This was a difficult post for me to write. I stopped and started at least five times. I was going to post about something much lighter. Why was this so hard for me to get out?
Because I fear I don’t have a real answer.
The news is full of unrelenting turmoil and bad news. In my social media feeds lately, I’ve seen a ton of writers despairing about the current state of the world.
Many of the sentiments boil down to this:
How can we do something frivolous like write books when what we need right now is concrete action? I’m too depressed to write.

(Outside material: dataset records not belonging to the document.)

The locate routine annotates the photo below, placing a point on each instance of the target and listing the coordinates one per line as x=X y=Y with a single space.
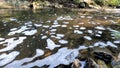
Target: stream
x=48 y=38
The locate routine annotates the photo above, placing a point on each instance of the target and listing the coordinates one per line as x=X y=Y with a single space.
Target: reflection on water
x=52 y=36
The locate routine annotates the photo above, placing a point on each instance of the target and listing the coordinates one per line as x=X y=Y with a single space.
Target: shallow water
x=30 y=38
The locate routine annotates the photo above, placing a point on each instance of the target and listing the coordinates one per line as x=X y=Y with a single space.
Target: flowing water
x=50 y=37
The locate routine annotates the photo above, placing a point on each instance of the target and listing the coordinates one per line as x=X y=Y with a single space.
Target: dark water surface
x=30 y=38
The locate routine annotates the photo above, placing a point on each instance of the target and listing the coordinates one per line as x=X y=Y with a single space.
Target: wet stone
x=90 y=63
x=103 y=56
x=102 y=64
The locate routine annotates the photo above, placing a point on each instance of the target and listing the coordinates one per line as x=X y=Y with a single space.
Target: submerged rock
x=90 y=63
x=103 y=54
x=102 y=64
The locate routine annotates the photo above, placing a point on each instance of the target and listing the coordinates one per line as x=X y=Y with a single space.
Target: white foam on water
x=88 y=37
x=117 y=41
x=52 y=33
x=18 y=63
x=82 y=16
x=63 y=41
x=48 y=21
x=54 y=26
x=60 y=35
x=55 y=22
x=29 y=32
x=23 y=28
x=100 y=32
x=11 y=43
x=65 y=22
x=53 y=30
x=112 y=30
x=51 y=45
x=90 y=31
x=57 y=37
x=46 y=26
x=38 y=25
x=111 y=44
x=13 y=19
x=1 y=39
x=82 y=28
x=63 y=56
x=100 y=44
x=105 y=17
x=7 y=58
x=63 y=25
x=75 y=26
x=89 y=17
x=13 y=29
x=44 y=37
x=82 y=64
x=100 y=28
x=97 y=35
x=78 y=32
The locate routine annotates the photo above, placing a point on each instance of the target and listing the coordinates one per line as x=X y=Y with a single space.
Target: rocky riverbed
x=59 y=38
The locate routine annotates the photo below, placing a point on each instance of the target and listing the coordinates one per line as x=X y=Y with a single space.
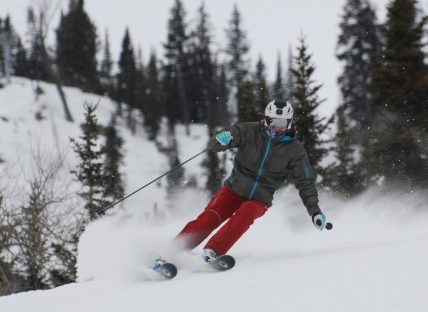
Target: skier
x=267 y=153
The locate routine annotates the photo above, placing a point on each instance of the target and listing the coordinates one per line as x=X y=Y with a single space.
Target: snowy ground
x=374 y=259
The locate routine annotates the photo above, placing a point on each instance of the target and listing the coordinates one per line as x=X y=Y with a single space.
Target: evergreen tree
x=7 y=42
x=140 y=83
x=309 y=124
x=395 y=148
x=106 y=69
x=261 y=88
x=113 y=186
x=77 y=49
x=248 y=109
x=201 y=86
x=289 y=81
x=127 y=79
x=278 y=88
x=359 y=47
x=237 y=51
x=20 y=61
x=154 y=100
x=343 y=176
x=89 y=172
x=176 y=102
x=221 y=115
x=37 y=54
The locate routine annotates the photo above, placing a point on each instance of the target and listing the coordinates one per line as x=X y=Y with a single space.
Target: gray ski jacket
x=262 y=164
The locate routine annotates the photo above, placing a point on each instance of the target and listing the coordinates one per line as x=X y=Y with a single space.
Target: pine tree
x=113 y=186
x=154 y=100
x=358 y=47
x=7 y=38
x=278 y=88
x=176 y=102
x=140 y=83
x=248 y=110
x=395 y=148
x=309 y=124
x=20 y=61
x=127 y=79
x=261 y=87
x=37 y=52
x=89 y=171
x=106 y=69
x=237 y=52
x=201 y=81
x=77 y=49
x=343 y=176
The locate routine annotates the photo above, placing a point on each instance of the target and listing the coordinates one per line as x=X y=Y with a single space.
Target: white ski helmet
x=279 y=114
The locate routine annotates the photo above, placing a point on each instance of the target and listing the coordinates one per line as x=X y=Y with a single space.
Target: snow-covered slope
x=374 y=259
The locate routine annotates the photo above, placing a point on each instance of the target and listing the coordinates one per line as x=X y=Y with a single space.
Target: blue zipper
x=261 y=168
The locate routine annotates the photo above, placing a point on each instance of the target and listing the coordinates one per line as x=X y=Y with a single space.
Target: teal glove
x=224 y=137
x=319 y=220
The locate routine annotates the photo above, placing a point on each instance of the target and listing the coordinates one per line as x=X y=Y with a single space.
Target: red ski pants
x=224 y=205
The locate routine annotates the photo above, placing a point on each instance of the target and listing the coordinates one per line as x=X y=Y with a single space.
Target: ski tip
x=167 y=270
x=224 y=263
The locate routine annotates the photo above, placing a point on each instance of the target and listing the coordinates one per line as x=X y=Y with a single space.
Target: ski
x=223 y=263
x=167 y=270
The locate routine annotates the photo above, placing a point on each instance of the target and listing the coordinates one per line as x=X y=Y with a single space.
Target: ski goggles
x=278 y=122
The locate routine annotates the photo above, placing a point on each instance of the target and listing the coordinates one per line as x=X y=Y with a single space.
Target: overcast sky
x=272 y=27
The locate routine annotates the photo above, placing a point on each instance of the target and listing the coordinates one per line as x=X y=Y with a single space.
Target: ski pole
x=154 y=180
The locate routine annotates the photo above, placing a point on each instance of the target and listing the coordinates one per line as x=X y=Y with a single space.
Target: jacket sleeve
x=304 y=179
x=237 y=139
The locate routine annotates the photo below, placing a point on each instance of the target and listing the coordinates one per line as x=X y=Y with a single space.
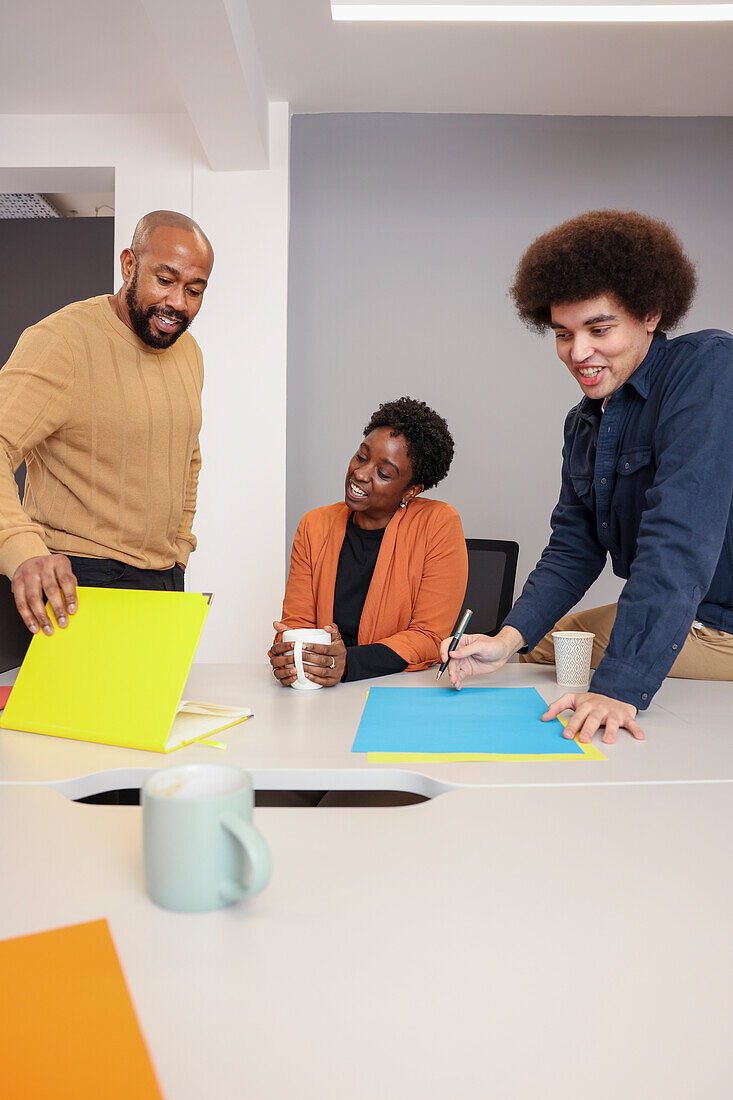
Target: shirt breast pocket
x=635 y=472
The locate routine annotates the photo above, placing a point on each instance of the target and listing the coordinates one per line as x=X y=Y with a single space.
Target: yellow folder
x=116 y=674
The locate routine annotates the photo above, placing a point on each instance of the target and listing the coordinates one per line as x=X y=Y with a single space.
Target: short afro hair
x=636 y=259
x=429 y=442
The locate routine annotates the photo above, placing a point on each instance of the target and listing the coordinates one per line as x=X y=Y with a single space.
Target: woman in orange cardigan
x=385 y=571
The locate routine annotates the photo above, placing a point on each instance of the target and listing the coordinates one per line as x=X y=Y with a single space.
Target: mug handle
x=258 y=854
x=297 y=657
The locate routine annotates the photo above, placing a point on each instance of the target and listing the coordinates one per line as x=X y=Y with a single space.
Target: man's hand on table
x=50 y=573
x=478 y=653
x=591 y=712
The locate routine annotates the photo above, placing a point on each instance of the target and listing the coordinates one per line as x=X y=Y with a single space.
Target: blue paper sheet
x=473 y=719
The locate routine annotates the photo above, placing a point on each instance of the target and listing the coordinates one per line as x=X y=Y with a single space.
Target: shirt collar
x=641 y=378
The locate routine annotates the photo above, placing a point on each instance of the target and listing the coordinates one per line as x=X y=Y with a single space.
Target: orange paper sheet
x=67 y=1025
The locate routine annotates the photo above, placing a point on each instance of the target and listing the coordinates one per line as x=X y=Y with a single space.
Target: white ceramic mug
x=200 y=848
x=298 y=637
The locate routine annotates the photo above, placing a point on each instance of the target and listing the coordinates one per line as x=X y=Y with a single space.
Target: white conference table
x=302 y=740
x=513 y=943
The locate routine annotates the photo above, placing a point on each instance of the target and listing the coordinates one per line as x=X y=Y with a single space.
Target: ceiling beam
x=211 y=51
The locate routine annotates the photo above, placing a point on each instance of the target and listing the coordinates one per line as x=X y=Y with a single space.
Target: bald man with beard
x=102 y=400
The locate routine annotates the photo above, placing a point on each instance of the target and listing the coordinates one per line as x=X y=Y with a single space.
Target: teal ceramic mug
x=200 y=848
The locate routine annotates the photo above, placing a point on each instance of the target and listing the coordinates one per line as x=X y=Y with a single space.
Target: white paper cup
x=298 y=637
x=572 y=657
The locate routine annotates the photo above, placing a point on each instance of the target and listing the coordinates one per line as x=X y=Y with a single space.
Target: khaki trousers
x=707 y=653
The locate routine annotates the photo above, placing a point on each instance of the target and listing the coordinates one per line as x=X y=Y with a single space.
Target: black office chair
x=490 y=590
x=14 y=636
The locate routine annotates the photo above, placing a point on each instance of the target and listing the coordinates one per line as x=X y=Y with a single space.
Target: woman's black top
x=357 y=561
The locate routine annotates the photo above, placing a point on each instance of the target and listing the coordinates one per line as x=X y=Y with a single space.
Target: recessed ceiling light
x=341 y=10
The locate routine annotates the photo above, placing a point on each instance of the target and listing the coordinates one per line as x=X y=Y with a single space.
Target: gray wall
x=405 y=231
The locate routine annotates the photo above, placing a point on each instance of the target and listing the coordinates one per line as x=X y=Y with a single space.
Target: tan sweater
x=109 y=430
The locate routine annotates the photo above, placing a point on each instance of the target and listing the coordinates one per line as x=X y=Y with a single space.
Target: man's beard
x=141 y=319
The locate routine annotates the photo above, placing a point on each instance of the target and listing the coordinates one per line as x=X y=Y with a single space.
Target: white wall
x=159 y=164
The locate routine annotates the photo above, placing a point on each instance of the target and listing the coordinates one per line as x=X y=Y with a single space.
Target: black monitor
x=14 y=636
x=490 y=591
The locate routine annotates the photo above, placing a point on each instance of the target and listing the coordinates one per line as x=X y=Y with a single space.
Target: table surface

I’m not entirely sure myself how to write while the world seems to be turning into ashes around me. So first, I read some essays. I turned to greats like Toni Morrison. If you haven’t yet, I recommend you read “No Place for Self-Pity, No Room for Fear.” Though it was written in 2015, it is utterly prescient. Here she describes how despots work:
Select a useful enemy—an “Other”—to convert rage into conflict, even war.
Limit or erase the imagination that art provides, as well as the critical thinking of scholars and journalists.
Distract with toys, dreams of loot, and themes of superior religion or defiant national pride that enshrine past hurts and humiliations.
It’s important, Morrison points out, to remember other writers from history who wrote under much more difficult situations. Through jail and torture, threatened with death and exile, writers have insisted on making sure their voices are heard.